After repeated rebukes by PT’s board of directors, Sonaecom has made a final offer to PT shareholders, maintaining its offer price of Euros 10.50 ($13.90) a share, and announcing an ambitious Euros 5.7 billion ($7.53 billion) shareholder remuneration plan for the period 2007-2010, worth Euros 5.10 ($6.74) a share.

In an eight-page memorandum, Sonaecom launched a searing attack on PT’s recent rejection of Sonaecom’s offer and accused the PT’s board of wanting to “have its cake and eat it. ”

In particular, Sonaecom asserts that PT’s own shareholder remuneration plan offers vague promises in terms of share buyback prices and that the offer to distribute 181 million PT Multimedia shares to shareholders will reduce the group’s assets by an estimated Euros 3.5 billion ($4.62 billion) and consequently its share price.

By way of contrast, Sonaecom has now complemented its basic offer of Euros 10.50 ($13.90) per share with an ambitious remuneration package including a generous dividend package.

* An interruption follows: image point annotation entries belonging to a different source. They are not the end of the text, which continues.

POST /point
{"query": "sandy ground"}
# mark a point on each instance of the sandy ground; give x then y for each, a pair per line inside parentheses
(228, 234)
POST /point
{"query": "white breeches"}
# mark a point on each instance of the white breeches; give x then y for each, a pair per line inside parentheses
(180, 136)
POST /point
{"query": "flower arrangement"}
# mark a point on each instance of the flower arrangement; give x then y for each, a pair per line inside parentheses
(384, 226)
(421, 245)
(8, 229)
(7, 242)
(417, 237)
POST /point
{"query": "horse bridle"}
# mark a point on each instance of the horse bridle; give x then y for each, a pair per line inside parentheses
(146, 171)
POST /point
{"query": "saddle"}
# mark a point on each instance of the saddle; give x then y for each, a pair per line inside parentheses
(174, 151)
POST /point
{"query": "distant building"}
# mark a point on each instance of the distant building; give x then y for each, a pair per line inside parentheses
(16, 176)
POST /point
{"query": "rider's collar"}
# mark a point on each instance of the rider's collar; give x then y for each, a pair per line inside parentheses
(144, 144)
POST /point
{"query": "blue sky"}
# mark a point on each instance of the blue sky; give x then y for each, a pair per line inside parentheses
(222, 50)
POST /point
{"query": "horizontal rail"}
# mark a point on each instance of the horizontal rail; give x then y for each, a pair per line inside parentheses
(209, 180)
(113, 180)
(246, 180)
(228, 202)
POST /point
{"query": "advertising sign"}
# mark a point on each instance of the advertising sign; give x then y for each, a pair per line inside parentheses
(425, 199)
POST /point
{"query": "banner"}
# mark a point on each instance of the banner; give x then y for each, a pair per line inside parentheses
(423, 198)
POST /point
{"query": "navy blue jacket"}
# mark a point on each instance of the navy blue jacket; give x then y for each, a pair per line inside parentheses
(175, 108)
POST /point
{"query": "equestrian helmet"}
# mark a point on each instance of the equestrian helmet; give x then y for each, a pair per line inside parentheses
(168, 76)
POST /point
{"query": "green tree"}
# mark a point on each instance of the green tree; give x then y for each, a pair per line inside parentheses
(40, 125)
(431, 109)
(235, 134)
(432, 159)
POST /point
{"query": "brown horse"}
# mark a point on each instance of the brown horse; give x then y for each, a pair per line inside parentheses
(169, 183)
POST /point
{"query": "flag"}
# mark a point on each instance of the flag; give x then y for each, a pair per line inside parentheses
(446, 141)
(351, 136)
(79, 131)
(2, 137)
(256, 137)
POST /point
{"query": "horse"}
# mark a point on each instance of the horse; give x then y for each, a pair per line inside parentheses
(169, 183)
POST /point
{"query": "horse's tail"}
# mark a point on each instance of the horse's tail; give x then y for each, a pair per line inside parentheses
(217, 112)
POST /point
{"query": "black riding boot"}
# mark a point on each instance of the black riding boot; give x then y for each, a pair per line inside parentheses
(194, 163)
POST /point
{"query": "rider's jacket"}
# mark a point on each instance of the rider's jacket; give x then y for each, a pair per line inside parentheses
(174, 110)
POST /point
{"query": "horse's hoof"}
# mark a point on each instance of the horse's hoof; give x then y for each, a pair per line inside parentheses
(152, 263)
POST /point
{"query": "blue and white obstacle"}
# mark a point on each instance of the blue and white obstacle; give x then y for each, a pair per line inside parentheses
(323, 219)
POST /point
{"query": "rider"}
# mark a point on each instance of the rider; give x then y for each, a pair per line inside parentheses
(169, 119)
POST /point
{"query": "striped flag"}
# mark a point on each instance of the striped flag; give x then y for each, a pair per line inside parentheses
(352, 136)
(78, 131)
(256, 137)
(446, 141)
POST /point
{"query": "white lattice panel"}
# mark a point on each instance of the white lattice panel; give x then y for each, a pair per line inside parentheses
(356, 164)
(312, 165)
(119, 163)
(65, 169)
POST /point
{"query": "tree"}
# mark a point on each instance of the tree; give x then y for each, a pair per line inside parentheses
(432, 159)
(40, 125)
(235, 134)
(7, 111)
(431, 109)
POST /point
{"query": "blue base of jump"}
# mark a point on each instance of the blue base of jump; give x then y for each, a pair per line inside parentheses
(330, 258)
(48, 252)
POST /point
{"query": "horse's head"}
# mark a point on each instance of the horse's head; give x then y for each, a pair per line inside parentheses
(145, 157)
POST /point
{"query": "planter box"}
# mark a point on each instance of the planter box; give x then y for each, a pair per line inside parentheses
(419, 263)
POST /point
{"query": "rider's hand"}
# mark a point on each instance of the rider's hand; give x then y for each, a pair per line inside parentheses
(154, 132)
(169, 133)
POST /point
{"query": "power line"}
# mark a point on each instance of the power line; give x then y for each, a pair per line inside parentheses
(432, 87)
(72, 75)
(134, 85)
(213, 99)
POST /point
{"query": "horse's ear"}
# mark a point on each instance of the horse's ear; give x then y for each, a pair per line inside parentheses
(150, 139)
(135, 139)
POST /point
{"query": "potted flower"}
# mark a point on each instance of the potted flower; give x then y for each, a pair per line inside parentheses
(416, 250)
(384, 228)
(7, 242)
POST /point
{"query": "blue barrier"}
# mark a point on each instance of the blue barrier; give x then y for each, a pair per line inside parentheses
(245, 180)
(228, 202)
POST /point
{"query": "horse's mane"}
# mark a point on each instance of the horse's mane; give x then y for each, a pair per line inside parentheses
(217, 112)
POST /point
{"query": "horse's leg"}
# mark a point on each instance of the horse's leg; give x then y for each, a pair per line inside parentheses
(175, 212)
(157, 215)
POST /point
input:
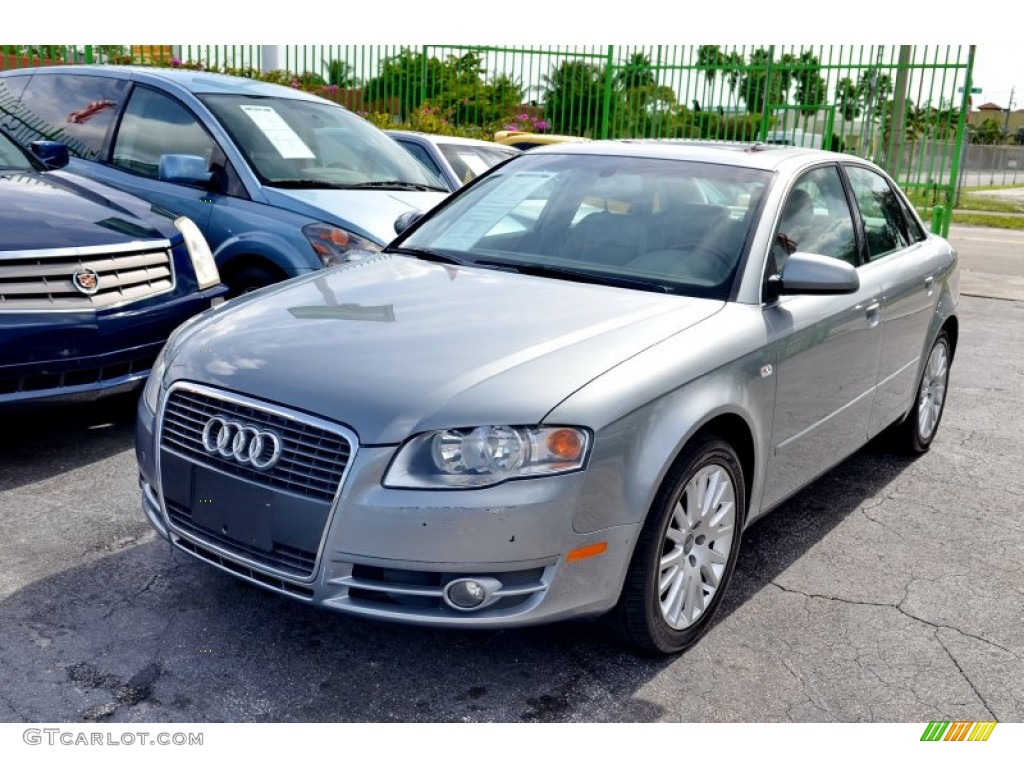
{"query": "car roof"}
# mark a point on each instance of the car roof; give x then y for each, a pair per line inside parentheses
(195, 81)
(442, 139)
(748, 154)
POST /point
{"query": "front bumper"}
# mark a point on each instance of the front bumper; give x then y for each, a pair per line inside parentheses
(389, 554)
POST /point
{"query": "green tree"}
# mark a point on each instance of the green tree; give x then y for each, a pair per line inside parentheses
(766, 82)
(340, 73)
(811, 90)
(638, 73)
(573, 97)
(409, 77)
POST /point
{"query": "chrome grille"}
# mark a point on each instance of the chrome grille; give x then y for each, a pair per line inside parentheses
(42, 280)
(312, 459)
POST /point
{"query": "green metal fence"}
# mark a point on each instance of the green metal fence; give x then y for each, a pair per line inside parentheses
(904, 107)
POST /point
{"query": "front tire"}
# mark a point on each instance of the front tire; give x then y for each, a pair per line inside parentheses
(686, 552)
(918, 430)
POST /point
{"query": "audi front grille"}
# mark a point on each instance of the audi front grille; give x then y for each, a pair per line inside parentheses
(311, 462)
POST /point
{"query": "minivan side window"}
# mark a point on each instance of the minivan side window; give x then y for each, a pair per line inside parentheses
(77, 110)
(155, 124)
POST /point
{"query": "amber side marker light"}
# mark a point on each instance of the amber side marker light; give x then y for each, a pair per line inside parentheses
(565, 443)
(591, 550)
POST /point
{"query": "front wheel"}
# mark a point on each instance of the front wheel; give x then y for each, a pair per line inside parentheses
(918, 431)
(686, 552)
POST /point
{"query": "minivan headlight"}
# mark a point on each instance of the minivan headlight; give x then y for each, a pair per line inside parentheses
(335, 246)
(476, 457)
(199, 251)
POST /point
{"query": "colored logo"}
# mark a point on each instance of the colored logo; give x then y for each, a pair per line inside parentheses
(958, 730)
(86, 281)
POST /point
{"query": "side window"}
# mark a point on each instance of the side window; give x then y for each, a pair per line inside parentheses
(885, 225)
(153, 125)
(77, 110)
(815, 218)
(420, 154)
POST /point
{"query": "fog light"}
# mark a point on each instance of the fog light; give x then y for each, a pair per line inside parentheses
(471, 594)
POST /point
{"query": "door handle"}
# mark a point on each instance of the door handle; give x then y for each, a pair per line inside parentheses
(873, 313)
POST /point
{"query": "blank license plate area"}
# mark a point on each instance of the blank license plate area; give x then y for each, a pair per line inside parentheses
(235, 510)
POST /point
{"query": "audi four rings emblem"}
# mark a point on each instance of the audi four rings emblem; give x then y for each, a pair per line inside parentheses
(243, 442)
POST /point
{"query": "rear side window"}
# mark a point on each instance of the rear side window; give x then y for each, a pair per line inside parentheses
(155, 124)
(885, 223)
(77, 110)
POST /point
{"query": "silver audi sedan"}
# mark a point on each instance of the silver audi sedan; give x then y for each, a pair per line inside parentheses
(564, 392)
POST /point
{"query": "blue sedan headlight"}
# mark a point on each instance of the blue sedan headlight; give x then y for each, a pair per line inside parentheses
(477, 457)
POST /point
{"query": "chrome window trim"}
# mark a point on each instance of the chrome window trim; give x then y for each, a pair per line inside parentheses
(286, 413)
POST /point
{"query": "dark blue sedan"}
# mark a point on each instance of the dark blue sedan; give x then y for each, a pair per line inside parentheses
(92, 281)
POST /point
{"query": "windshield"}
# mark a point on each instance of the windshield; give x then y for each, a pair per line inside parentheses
(662, 224)
(12, 157)
(295, 142)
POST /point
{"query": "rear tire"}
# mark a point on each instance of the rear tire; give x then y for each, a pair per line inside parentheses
(686, 552)
(914, 435)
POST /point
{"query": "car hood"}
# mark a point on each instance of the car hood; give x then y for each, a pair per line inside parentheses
(392, 346)
(46, 210)
(370, 213)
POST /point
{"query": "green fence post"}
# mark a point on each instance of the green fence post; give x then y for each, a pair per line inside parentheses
(606, 107)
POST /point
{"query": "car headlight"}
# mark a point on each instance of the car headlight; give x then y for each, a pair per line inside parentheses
(336, 246)
(154, 384)
(476, 457)
(200, 253)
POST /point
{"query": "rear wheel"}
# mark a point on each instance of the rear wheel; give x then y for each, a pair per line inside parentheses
(687, 551)
(918, 430)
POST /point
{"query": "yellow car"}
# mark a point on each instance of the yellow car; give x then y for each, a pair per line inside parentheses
(526, 140)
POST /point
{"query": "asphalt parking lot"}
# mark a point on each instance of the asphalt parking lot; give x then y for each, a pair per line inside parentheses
(892, 590)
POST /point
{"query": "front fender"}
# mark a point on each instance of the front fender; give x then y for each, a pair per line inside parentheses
(292, 255)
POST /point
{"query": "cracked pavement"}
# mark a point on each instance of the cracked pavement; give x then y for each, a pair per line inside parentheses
(892, 590)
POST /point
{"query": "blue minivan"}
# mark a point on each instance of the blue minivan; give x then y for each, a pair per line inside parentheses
(281, 182)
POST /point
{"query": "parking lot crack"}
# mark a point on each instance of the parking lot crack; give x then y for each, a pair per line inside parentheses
(966, 678)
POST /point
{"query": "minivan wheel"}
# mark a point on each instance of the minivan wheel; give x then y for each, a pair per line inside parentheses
(686, 552)
(918, 430)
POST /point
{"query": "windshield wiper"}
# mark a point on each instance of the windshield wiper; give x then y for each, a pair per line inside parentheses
(426, 255)
(580, 275)
(306, 183)
(394, 184)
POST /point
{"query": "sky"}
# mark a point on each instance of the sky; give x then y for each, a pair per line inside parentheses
(998, 66)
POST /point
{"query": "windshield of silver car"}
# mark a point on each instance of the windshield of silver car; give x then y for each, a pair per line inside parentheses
(658, 224)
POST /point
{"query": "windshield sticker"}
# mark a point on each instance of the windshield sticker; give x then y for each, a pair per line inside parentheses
(285, 139)
(499, 201)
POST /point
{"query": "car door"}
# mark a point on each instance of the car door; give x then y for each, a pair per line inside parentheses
(905, 267)
(827, 346)
(155, 124)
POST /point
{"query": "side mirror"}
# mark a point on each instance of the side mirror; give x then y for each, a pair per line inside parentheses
(406, 220)
(811, 273)
(184, 169)
(51, 154)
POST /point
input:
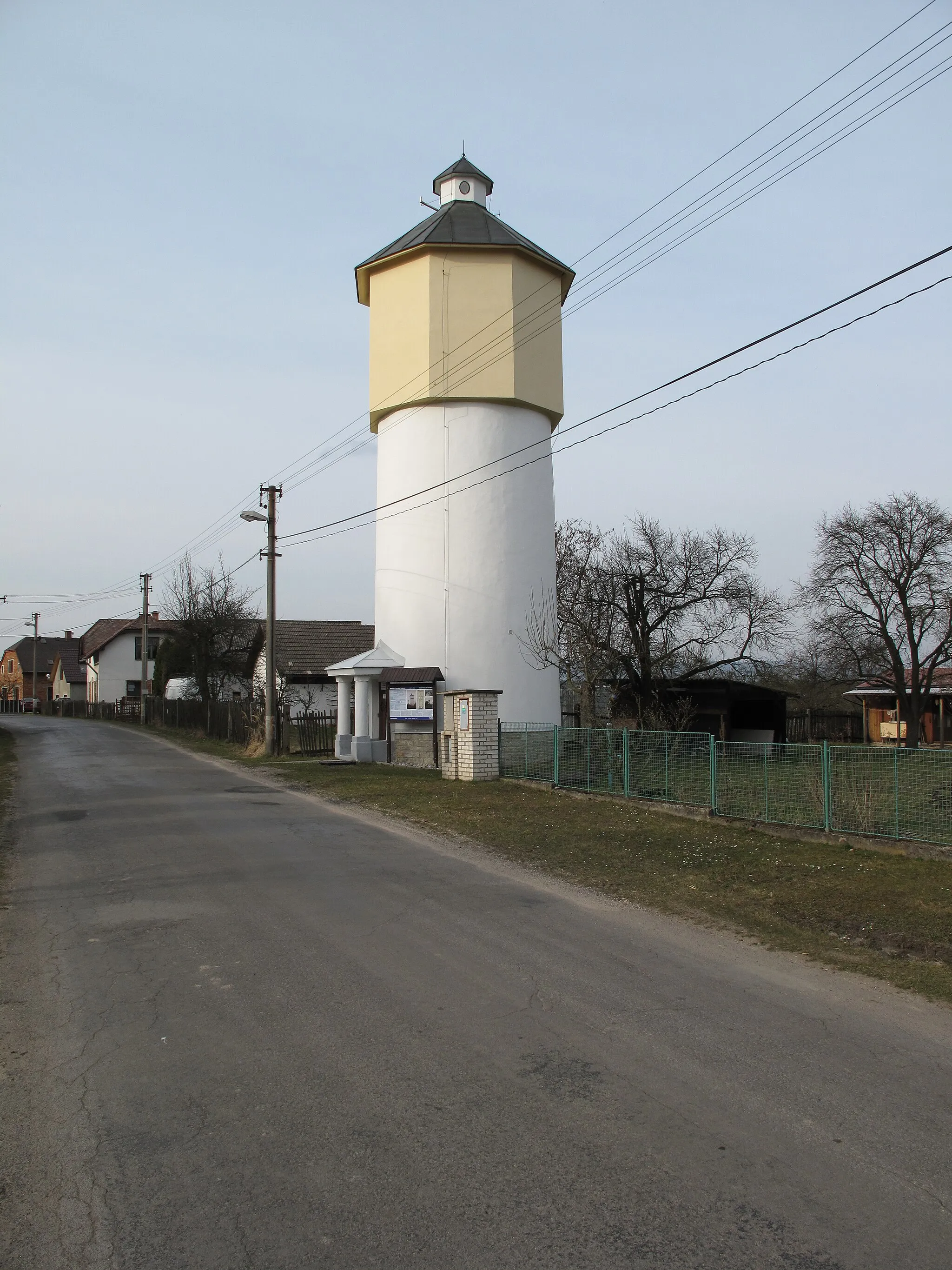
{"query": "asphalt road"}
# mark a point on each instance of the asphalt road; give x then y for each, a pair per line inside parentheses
(245, 1029)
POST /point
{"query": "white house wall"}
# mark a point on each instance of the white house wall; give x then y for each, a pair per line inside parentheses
(456, 576)
(117, 665)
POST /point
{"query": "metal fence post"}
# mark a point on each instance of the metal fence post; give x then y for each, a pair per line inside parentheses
(895, 778)
(827, 785)
(714, 775)
(667, 778)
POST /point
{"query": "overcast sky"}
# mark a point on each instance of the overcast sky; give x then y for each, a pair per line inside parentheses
(187, 187)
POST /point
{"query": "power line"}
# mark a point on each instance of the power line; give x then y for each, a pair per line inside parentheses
(640, 397)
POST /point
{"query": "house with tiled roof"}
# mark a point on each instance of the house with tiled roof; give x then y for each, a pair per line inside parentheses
(112, 651)
(68, 677)
(884, 714)
(17, 670)
(303, 653)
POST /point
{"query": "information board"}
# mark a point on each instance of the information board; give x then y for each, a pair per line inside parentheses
(409, 701)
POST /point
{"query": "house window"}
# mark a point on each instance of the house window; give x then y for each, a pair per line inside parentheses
(153, 647)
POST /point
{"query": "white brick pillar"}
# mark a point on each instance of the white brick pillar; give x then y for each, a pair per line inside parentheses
(471, 745)
(342, 746)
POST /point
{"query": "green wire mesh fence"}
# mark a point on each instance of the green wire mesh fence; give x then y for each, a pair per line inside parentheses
(780, 784)
(880, 791)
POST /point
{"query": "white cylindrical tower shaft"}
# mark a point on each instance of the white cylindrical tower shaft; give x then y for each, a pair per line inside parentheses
(457, 573)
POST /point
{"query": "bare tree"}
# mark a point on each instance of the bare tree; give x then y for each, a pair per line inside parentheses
(215, 624)
(652, 607)
(686, 604)
(567, 628)
(880, 595)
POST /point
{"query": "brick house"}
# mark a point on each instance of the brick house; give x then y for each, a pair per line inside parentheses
(17, 668)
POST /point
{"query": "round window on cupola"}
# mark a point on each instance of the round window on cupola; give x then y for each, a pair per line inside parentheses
(463, 182)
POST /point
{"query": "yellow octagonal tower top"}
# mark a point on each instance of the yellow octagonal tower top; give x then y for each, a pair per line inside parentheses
(464, 308)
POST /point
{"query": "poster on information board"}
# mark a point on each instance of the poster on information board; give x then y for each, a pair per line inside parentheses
(410, 703)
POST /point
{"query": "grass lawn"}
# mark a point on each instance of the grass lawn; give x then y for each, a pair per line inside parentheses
(885, 915)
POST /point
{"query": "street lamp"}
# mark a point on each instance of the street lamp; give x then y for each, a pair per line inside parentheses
(273, 493)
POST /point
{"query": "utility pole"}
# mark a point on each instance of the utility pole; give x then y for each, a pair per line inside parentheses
(36, 632)
(271, 705)
(145, 578)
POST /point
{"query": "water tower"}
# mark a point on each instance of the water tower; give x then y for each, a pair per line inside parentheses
(466, 369)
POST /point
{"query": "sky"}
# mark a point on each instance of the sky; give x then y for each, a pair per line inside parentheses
(186, 188)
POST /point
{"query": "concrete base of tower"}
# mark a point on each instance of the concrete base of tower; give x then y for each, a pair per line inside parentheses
(460, 569)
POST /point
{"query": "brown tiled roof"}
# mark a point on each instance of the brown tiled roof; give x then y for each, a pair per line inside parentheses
(47, 649)
(311, 647)
(101, 633)
(941, 681)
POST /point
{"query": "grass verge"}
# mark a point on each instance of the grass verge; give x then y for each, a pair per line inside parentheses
(885, 915)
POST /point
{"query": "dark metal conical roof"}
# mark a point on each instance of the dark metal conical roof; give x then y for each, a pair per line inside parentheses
(461, 224)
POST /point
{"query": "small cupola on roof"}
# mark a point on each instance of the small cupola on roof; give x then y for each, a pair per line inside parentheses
(463, 182)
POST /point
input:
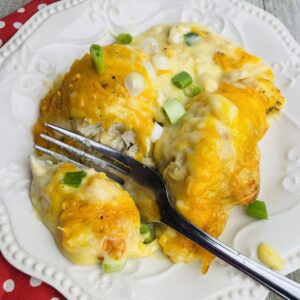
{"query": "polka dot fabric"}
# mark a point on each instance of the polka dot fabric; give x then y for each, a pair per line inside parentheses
(10, 24)
(15, 285)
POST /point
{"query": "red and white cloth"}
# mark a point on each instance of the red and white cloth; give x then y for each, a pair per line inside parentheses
(15, 285)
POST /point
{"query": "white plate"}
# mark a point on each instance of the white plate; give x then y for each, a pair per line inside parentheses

The dividend package includes a commitment by Sonaecom not to pay dividends to itself for a five-year period, but to pay dividends of Euros 5.10 ($6.74) per share to all other shareholders for the period 2007-2010.

Sonaecom also pledges that if, as a result of its takeover bid, it secures more than 60% of PT’s shares, it will launch a public offer of sale of this excess amount to existing shareholders on a pro-rata basis, at the market price subject to a minimum of Euros 10.50 ($13.90) per share, within three months after completion of its tender offer.

The crucial difference between the two remuneration packages offered by PT’s board and by Sonaecom is the question of PT Multimedia, which reps more than 80% of the local cable and satellite market, and is a crucial player in the Portuguese telecommunications and media landscape as the country enters the digital age.

PT admitted Tuesday that if Sonaecom’s bid fails, PT’s own shareholder remuneration package, including distribution of PT Multimedia shares, will result in a 20% drop in PT’s share price from the present Euros 10.10 ($13.30) a share to Euros 8.38 ($11.10).

Sonaecom claimed that the downward spiral in PT’s share prices may be even steeper given that analysts estimate that PT’s true current value, including PT Multimedia, is Euros 8.58 ($11.30) per share.

Sonaecom asserts that PT Multimedia is overvalued by 100%, in comparison with other European cable operators.

These tense last minute moves are in anticipation of PT’s general meeting on Friday, where shareholders must vote on whether or not to remove the state’s golden share in PT, which is essential if Sonaecom’s offer is to proceed.

PT’s two largest shareholders, Santander and Banco Espirito Santo (both with 10% of stock) have announced opposite intentions — the former will vote in favor of removing the golden share, the latter against.

In light of European Union guidelines, the state’s golden share in PT will inevitably disappear in the near future, but if it is upheld in Friday’s vote, Sonaecom will be barred from launching another takeover bid until 2008.